MiniMe: "Why do I have to watch this? It's so boring."
Boring? It's not boring. It's a great classic halloween cartoon. I used to look forward to watching it every year when I was your age.
MiniMe: "But Mom, the characters don't even talk."
(Now, to be fair, quite a bit of this cartoon does have the characters roaming around while that silly Charlie Brown theme plays in the background, something I had never really noticed before.)
They talk. Just wait a minute and you'll see. You know, when I was growing up, the Charlie Brown specials were the only time you'd see cartoons on in the evening. Usually you only got to see cartoons on Saturday morning.
(Big eyeroll from MiniMe. Sigh!)
MiniMe: "I think I'm going to go to bed Mom."

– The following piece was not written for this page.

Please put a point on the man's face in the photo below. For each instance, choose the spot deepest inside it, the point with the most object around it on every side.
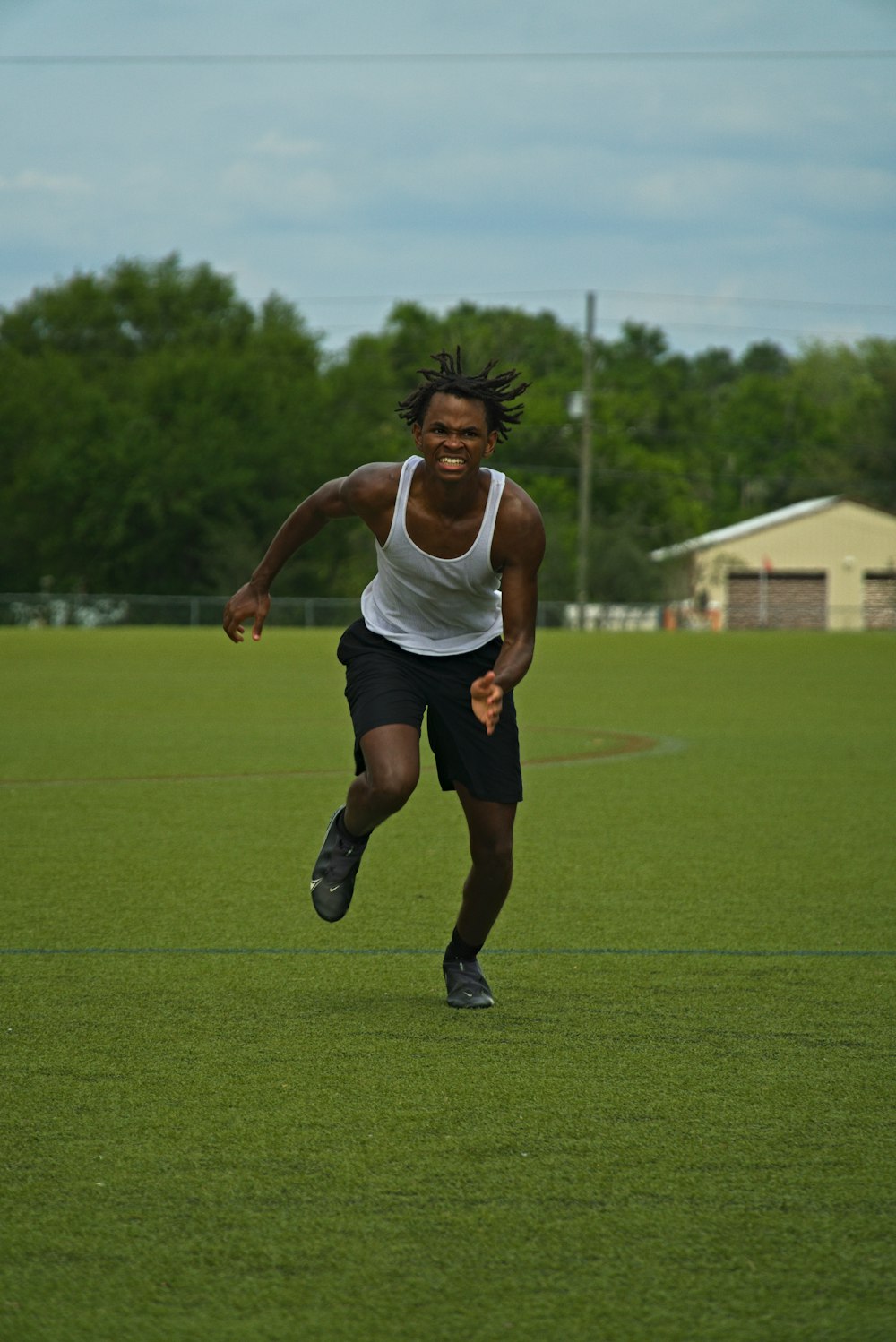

But don't you want to see the end and find out if the Great Pumpkin shows up?
MiniMe: "No, you can tell me what happens in the morning."
So my only option is to share my love of all things "Great Pumpkin" with readers of NativeMom. Here goes . . .
"It's the Great Pumpkin Charlie Brown" was the third Peanuts animated special and the first halloween special to be produced. It originally aired Oct. 27, 1966, and has aired every year since. In the film, the Peanuts gang all wear costumes and go trick-or-treating except for Linus and Sally who decide to forgo trick-or-treating and stake out the pumpkin patch waiting for the arrival of the Great Pumpkin. An interesting note of trivia, when Charles Schulz drew the "Great Pumpkin" in the daily comic strip, Charlie Brown, not Sally, was with Linus when Snoopy appears as the "Great Pumpkin".
Can you remember what costume Charlie Brown wears? And what did he get in his bag at each house as the gang went trick-or-treating?
2 comments:
Wasn't it a potato? I think once this show and the Chistmas show and the Grinch became available on video and DVD, it took some of the specialness away. Rudolph the Red Nose Reindeer is still scary, however.
The answer . .. Charlie Brown wore a sheet for a ghost costume, only he cut too many holes in it. He got a rock at every home they visited.
And by the way, Lucy, now that you mention it, Rudolph did scare me a little as a kid.